Meatballs anyone? Most men and women love em!
It is the traditional start to the Sunday dinner in most Italian families, served hot with fresh mozzarella cheese, crispy Italian bread and fried hot green peppers (the long ones). Whether they are fresh from the pot, or just gracing a heap of spaghetti, nothing beats a meatball.
Here is an amazing fact about creating meatballs: Give ten individuals the exact same basic recipe and every batch will turn out otherwise. Go figure…
Nobody really knows the true origin of this meatball but in an 2003 article entitled”Ask the Chef” John Piso explains it this way:
“Meatballs originated in a Italian’s kitchen when she discovered that she had some ground beef . Hamburger meat was popularized in the turn of the last century, so it is sensible to suppose that meatballs started afterward, as did meat loaf. I could just find some nice Italian housewife prepared to make a tomato sauce and find some leftover ground meat in her ice-a -box-a. Consistently having eggs, parsley, garlic, cheese, and bread round, she must have felt a surge of lightning that struck her with this thought. Ground beef, garlic, cheese, breadcrumbs, parsley, and some beaten egg to hold it all together. Two courses in 1 pot – pure genius!”
The answer: Meatballs are not always round. In Italy the meatball is known as polpette and they’re oval. Polpette are also frequently served from tomato sauce.
In fact, if meatballs were flat, they would be burgers and they would break in tomato sauce. Hand size can be a variable. Big hand, large meatball, little hand, little meatball.
Except for size and shape (there is usually more than 1 meatball per serving), meatballs are extremely much like meatloaf.”
A meatball is simply similar to a meatloaf due to the ingredients that cement it togther. The meatloaf is a classic American dish, made in a loaf form, occasionally stuffed, sliced and covered in brown gravy. A meatball is the stuff that dreams are made of because there is a nostagia factor attached to itMany remember sleeping in on Sunday morning and stirring into the most delicious smell and noise on earth – meatballs sizzling in a skillet. It’s always so tough to resist catching one. Can not get that impression from a meatloaf!

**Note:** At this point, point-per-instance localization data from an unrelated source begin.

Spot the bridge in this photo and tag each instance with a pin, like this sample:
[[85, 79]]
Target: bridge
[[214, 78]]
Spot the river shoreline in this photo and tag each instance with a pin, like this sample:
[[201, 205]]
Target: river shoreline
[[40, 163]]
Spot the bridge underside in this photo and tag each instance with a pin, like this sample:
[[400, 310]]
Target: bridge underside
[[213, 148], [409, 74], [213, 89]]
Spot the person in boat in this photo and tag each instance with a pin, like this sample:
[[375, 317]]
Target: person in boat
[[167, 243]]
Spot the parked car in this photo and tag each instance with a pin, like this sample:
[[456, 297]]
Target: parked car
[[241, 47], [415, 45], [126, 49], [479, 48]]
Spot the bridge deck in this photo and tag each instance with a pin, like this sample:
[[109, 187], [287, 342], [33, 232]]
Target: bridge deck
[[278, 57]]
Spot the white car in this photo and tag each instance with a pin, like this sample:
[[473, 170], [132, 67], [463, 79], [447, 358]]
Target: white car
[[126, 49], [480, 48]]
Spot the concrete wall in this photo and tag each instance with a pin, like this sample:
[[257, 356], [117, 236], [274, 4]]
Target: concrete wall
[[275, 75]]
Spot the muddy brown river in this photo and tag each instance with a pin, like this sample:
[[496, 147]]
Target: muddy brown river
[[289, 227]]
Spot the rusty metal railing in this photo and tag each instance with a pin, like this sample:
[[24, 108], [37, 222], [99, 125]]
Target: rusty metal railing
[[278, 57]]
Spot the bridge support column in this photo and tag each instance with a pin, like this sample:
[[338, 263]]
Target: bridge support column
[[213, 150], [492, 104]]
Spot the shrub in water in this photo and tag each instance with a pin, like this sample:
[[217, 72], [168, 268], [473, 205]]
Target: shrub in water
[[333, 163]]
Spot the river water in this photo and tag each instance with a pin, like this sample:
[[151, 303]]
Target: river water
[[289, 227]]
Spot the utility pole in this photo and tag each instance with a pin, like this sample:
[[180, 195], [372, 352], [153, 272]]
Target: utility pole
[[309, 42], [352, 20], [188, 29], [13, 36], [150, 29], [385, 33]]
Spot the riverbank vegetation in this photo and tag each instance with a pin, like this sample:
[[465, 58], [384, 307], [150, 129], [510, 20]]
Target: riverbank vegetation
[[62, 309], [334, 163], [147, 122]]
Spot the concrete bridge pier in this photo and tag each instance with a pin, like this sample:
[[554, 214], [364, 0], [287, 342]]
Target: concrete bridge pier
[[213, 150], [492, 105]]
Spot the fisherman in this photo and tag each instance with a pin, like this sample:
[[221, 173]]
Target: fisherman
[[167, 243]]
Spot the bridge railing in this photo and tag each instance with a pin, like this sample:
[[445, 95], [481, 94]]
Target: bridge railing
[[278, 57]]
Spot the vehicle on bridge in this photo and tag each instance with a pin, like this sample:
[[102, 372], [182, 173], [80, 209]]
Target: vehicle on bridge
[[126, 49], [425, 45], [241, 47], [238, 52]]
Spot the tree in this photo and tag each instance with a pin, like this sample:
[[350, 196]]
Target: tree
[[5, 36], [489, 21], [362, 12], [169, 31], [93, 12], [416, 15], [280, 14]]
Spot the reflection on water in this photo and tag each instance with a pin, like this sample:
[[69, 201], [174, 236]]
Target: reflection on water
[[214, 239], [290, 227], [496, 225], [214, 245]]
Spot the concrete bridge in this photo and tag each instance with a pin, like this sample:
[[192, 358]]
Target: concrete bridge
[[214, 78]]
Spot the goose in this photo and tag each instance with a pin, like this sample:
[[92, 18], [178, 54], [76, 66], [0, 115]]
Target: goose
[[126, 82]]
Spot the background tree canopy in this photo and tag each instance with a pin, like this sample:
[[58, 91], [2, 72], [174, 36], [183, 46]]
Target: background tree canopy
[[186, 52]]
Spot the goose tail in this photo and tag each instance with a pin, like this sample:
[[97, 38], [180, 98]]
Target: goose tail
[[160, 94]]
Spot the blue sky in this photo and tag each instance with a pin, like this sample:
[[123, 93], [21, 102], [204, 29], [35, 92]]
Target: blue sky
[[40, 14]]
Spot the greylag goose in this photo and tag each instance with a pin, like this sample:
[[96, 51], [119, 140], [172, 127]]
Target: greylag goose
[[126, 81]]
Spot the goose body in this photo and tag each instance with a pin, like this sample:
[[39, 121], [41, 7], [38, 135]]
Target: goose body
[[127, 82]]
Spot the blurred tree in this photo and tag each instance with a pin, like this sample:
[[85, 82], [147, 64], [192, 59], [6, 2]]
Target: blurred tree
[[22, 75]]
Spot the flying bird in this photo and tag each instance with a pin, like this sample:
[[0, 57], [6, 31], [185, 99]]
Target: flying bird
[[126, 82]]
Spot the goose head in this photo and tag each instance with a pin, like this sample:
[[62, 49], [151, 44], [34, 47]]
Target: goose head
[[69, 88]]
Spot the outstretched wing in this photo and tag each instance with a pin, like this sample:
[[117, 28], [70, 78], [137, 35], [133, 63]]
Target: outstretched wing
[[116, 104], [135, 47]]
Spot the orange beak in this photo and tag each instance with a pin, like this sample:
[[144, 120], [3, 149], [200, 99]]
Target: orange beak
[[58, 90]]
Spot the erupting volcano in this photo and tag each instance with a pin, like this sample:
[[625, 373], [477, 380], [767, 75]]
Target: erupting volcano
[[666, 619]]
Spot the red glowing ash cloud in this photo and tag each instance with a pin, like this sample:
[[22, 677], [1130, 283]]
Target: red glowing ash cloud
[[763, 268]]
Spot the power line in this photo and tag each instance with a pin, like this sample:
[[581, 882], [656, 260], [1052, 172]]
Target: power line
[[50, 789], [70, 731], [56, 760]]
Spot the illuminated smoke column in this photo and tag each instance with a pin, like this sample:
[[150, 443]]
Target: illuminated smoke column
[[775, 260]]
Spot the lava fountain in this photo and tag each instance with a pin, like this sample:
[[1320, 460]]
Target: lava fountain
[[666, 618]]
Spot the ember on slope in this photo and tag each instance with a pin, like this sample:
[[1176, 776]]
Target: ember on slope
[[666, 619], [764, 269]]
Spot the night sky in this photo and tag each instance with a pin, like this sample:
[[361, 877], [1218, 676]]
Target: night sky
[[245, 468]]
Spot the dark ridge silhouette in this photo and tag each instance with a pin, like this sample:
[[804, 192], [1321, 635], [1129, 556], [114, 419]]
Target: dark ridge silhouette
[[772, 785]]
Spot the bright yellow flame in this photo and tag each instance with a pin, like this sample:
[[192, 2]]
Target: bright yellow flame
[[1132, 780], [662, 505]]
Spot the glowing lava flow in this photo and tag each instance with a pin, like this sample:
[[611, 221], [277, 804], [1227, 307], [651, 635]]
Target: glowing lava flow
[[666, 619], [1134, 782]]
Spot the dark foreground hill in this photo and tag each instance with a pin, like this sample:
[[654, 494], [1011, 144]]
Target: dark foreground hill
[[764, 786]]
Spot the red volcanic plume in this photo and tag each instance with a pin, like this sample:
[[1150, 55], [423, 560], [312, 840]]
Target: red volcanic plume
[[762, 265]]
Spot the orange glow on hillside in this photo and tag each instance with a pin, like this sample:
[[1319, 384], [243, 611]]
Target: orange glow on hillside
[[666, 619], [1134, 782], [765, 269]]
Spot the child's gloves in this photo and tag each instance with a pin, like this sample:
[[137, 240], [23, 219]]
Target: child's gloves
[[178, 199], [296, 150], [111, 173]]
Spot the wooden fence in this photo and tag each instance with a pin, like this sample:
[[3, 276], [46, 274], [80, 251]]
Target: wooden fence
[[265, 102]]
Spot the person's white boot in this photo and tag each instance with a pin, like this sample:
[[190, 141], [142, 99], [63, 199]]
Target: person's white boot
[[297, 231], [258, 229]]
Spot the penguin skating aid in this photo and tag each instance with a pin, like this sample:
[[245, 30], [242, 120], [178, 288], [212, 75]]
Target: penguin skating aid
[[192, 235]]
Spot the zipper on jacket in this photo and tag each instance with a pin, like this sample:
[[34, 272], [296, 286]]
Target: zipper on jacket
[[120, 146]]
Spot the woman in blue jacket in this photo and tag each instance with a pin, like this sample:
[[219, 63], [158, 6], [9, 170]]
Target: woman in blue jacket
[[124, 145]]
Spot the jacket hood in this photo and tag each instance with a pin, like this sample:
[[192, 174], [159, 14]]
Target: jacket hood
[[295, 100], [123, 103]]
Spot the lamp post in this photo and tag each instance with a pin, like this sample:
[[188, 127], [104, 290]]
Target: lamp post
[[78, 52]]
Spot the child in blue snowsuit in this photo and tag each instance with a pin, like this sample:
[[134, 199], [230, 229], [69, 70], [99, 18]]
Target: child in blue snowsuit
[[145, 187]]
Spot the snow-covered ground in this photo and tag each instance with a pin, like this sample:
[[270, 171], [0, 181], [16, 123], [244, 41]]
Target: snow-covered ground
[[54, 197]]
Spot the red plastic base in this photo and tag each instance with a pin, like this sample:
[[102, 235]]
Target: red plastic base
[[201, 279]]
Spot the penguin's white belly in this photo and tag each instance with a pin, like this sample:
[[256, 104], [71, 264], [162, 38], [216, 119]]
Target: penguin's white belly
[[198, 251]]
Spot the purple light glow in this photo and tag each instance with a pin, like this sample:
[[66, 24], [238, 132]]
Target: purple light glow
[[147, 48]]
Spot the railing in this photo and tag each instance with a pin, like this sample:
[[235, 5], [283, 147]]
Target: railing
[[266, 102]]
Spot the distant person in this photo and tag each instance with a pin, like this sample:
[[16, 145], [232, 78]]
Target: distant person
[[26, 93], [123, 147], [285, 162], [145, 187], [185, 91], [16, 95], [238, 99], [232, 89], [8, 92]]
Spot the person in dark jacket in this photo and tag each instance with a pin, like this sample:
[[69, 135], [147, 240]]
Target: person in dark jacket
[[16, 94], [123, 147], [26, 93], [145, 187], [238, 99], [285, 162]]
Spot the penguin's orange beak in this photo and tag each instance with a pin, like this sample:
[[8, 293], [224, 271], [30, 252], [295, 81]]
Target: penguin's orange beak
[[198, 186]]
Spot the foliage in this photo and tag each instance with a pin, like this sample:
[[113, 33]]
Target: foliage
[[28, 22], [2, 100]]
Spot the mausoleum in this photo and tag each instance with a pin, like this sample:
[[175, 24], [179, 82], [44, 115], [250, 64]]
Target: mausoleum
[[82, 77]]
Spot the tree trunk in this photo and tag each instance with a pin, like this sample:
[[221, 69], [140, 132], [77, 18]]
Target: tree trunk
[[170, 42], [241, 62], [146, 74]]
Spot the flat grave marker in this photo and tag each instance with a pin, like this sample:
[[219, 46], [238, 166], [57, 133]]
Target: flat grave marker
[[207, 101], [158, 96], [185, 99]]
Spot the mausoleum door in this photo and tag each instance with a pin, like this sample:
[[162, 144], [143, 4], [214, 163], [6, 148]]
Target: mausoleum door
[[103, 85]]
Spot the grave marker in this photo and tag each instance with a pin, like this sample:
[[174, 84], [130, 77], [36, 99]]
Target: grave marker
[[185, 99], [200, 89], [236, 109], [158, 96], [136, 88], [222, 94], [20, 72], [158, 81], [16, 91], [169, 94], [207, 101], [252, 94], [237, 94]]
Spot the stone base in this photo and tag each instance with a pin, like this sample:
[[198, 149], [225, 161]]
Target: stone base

The solution is Yes, because one ingredient stays constant: Ground meat. The ancient Roman cook-book writer Apicius contained many meat ball-type recipes:
O Danish meatballs are referred to as frikadeller and are generally fried, and they’re usually made out of pork.
O In Germany, meatballs are called Frikadellen (from the North) or Buletten (in the East) or Fleischpflanzerl or Fleischkuumlchle if you happen to be in the South
O In Greece, meatballs are known as’keftedes’ and generally include within the mixture onions and mint leaf.
Outside of Italy, they are generally served with spaghetti as in”spaghetti and meatballs”.
O The Japanese hamburger beef hanbagu relies on similar ingredients.
O In Norway, meatballs are called kjoslashttkaker (“meat cakes”) and resemble Danish frikadeller, but they’re usually made from ground beef. The dish is traditionally served with boiled potatoes, gravy, lingonberry jam or stewed green peas. Some folks also like to include fried/caramelized onion on the side.
O Swedish (Swedish meatballs) are made with ground beef or a mixture of ground beef and pork, mixed with breadcrumbs soaked in milk and finely chopped onions. They’re seasoned with white pepper and salt. (From the television series Babylon 5 all alien races have swedish meatballs, although with different titles )
O Turkish cuisine comprises more than 80 kinds of meatballs (koumlfte), most being made.
The meatball is so well loved that we sing about it. Take a look at the American classic “On top of Austin Wildlife Removal” by Tom Glazer which comes with a wayward meatball. For decades he had a chorus of children singing lines such as:
It rolled off the table, it rolled on the ground,
And then my poor meatball rolled out of the doorway.
And early next summer it grew to a tree.
The tree was all covered with beautiful moss.
It grew great big meatballs and tomato sauce.
So if you eat spaghetti all covered with cheese,
Hold on to your meatball and do not ever sneeze.
1 final thing… It is not very nice to call someone a”Meatball”. The American Heritage; Dictionary of the English Language, Fourth Edition defines calling somebody a meatball exactly the like calling them dull or dumb. So in the event that you need to use mention of food on your name-calling endeavors, I would advise you to call’em a”Meatloaf!”